At the start, Murthy noted that Americans report being twice as lonely today as compared to the 1980s, and that this is a serious health concern. The question before us was, why the loneliness? Why do we divide and isolate ourselves? The setup was simple. A moderator posed a series of questions to the group. For example, if you could be a fabric, would you be silk or corduroy? Everyone was then supposed to choose a side, and then physically move toward one side of the big green box or the other, depending on how strongly they identify with a given answer. One of the more interesting prompts was: Do you identify more as a hand-shaker, or a hugger? It turns out almost everyone is a hugger. At least, they say they are—the handshake is still the default. It turns out that our former surgeon general is also a hugger, I note.

I actually wrote down his position on every answer. He was somewhere between silk and corduroy. On the question of whether he would choose friends over health, he would choose friends. Though, he noted, “If I didn’t have any friends, that would influence my health.” The fair point here was that some of the questions are more a matter of semantics—as they are in real life, and the point was to see how the crowd divided itself, and then try to reconcile why divides exist in real life. A recurring answer was that people just interpreted the question itself differently.

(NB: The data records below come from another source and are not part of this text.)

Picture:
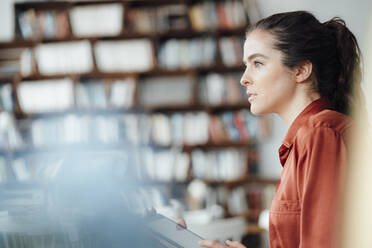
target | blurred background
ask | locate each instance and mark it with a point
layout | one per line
(110, 108)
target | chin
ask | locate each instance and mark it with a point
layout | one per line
(257, 110)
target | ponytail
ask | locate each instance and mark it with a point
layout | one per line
(330, 47)
(349, 78)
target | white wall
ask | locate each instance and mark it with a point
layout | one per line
(355, 14)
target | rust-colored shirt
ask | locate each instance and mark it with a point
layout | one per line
(313, 156)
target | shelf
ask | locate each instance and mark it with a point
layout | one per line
(251, 215)
(254, 229)
(108, 111)
(243, 180)
(180, 33)
(210, 109)
(153, 72)
(71, 148)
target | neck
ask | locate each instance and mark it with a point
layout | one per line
(294, 107)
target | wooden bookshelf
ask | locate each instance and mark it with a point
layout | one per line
(158, 38)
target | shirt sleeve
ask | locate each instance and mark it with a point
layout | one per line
(322, 162)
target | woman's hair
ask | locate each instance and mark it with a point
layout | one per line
(330, 47)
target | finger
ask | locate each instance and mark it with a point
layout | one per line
(211, 244)
(182, 222)
(234, 244)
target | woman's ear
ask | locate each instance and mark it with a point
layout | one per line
(303, 71)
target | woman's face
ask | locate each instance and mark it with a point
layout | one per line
(270, 85)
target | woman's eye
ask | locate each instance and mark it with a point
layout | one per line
(257, 64)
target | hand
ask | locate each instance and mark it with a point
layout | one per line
(215, 244)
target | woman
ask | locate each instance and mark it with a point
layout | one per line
(304, 71)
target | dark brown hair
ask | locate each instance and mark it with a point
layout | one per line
(330, 46)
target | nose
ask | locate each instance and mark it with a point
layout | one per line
(245, 80)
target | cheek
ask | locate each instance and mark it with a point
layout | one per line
(273, 89)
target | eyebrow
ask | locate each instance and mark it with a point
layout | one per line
(256, 55)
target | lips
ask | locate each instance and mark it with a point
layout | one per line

Among the most contentious prompts: “To up my emotional well-being, I would spend time with others” versus “To up my emotional well-being, I would spend time with myself.” (“Up” is here used, chalkboard-scratchingly, as a verb.) The prompt created much chatter among the crowd about introverts and extroverts. Murthy lands a little with myself of middle. When called to comment, he added a caveat: “Though I know if I went weeks and weeks without social connection, I would not do well.”

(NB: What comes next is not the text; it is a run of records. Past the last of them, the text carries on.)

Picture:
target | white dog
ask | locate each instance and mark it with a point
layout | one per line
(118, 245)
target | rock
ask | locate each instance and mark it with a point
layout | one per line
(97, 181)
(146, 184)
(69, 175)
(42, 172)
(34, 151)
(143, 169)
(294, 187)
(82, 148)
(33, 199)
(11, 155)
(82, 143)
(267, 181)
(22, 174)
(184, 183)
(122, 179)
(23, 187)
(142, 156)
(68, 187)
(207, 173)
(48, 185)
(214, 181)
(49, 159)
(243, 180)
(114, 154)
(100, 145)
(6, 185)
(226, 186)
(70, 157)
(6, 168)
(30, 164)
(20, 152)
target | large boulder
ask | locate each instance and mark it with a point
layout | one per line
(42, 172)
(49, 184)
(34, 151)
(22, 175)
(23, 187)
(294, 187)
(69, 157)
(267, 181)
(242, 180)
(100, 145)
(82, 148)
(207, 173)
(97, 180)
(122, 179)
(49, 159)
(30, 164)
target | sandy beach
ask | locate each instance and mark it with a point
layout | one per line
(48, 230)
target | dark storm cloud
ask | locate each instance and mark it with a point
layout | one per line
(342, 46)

Although people love to talk about their introversion or extroversion, he clarified, “We all need some level of social connection.” The room nodded collectively. A participant next to Murthy noted that even at Walden Pond, Thoreau used to host “ragers.”*

Professor of psychology at Brigham Young University Julianne Holt-Lunstad, also among the participants, explained that introversion and extroversion are tied to vigilance levels, so some people’s bodies are more in fight-or-flight mode when they’re in social situations; others are more vigilant when they’re alone. Over time, these stress levels manifest as health problems. After the word vigilance had been said several times, a doctor in the room raised his hand to corroborate the physiology. He said we should trust him because his name was Pierre Vigilance. The room laughed.

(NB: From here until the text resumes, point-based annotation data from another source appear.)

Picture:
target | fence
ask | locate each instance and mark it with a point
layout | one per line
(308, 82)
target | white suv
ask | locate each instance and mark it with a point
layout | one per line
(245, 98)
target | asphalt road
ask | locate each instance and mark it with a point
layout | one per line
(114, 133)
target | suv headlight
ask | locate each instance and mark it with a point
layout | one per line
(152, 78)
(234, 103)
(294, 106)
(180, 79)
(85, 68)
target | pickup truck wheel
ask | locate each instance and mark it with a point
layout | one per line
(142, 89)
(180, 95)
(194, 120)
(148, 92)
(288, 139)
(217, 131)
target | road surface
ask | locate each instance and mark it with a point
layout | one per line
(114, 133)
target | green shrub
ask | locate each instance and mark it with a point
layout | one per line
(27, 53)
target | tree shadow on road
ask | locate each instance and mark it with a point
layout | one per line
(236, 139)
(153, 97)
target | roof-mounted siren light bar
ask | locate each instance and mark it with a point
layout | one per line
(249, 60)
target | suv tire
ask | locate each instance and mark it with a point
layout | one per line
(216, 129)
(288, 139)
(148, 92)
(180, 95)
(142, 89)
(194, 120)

Now to the heroin bit. The prompt was “Social media is making us more lonely,” versus, “Social media is making us less lonely.” An older gentlemen asked if his email chains with his friends counted as social media. The crowd leaned heavily toward social media is making us more lonely. Murthy again landed just that side of center. He took the microphone and made the heroin comparison, explaining that he knows he’s using social media wrong when it becomes more of a destination than a weigh station.

Heroin is, of course, concentrated morphine designed to create euphoria. Facebook is a platform that’s designed to keep users engaged. Part of that involves red notifications that give users a burst of euphoria. This invites a comparison. Though it’s simplistic and problematic in ways, the comparison made more sense in the context of Murthy’s overall philosophy of health, which became clear over the course of the day. Later he was part of a panel on what to do about the opioid epidemic. This one wasn’t interactive, and the audience was rapt and overflowing, and the whole vibe was much sadder, and Murthy’s tack was back to characteristically staid. A point he kept emphasizing was this: The medical community needs to regard addiction as a disease of the brain—not as some failing of will power. A disease to be diagnosed and treated.

The less-accepted corollary to this is that treatment will need to be largely extra-medicinal. It will involve cognitive behavioral therapy, social support, and investment in social determinants of health. So in a very real way, social connection is key to treating the opioid epidemic. Actually in two real ways: Social connection is also the way to bridge the political divides that lead to partisanship that keeps people out of the healthcare system. The opioid epidemic will continue as long as people don’t have access to addiction treatment and comprehensive medical care, of the sort that takes more time and resources than writing a prescription for an opiate.

The Facebook-opiate metaphor seems to hold in that both are tools that can be used productively and destructively. The only place to land on the “Is social media making us lonely?” question is in the middle of the room. The challenge posed to the crowd by Murthy was to use social media to bridge divides by understanding them, and not to isolate, divide, and avoid. Because the ultimate goal, the panacea for human health, is to build and maintain diverse, strong communities. Nothing improves until that happens.


*This article originally attributed this comment to Professor Holt-Lunstad. We regret the error.